Picking boogers: unacceptable in public.
Popping zits: unacceptable in public.
Ejaculation: unacceptable in public.
Vomiting: unacceptable in public.
Defecation: unacceptable in public.
Urination: unacceptable in public.
Flatulation: unacceptable in public.
Vaginal flatulation: unacceptable in public.
Menstruation: unacceptable in public.
Breast-feeding: generally unacceptable in public.
Bleeding: generally unacceptable in public.
Belching: mildly unacceptable in public.
Sneezing: mildly unacceptable in public.
Blowing one’s nose: mildly unacceptable in public.
Spitting: mildly unacceptable in public.
Eating and drinking: often a public event, and socially required.

So this raises the purely rhetorical question: how is it that literally every body function known to man is stigmatized, but eating is virtually required to be a ritualized social event? What’s so special about eating? Why isn’t it as stigmatized as, say, its direct opposite: vomiting?

Yeah, yeah, I know there are arguments to be made about how it needs to be social. Communal cooking and all that rot. And yes, I know of two body functions—breathing and crying—which actually are socially acceptable.

But none of that invalidates the obvious contrast: eating is a social event, but every other bodily function is unwelcome and considered unclean.

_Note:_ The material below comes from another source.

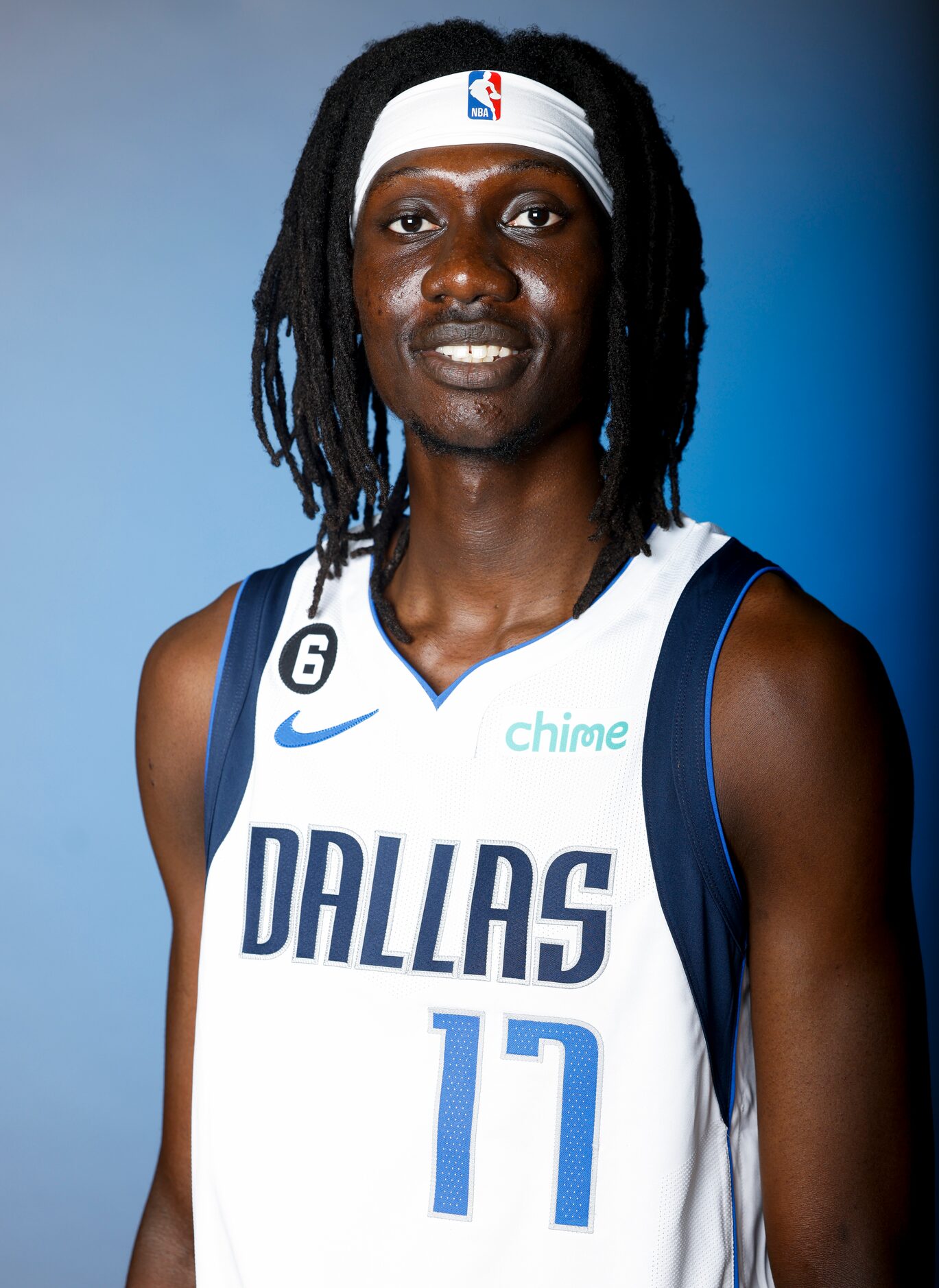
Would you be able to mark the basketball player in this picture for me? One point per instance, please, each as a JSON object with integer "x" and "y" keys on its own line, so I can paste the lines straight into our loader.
{"x": 549, "y": 830}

I could easily envision a society where public eating would be shunned as socially unacceptable, just like everything else. And sometimes I have felt uncomfortable eating in public, or being with someone who was eating in public.

Dunno. It’s just a thought. The contrast between how this bodily function is viewed versus all the others intrigues me, and irritates my sense of order and logic.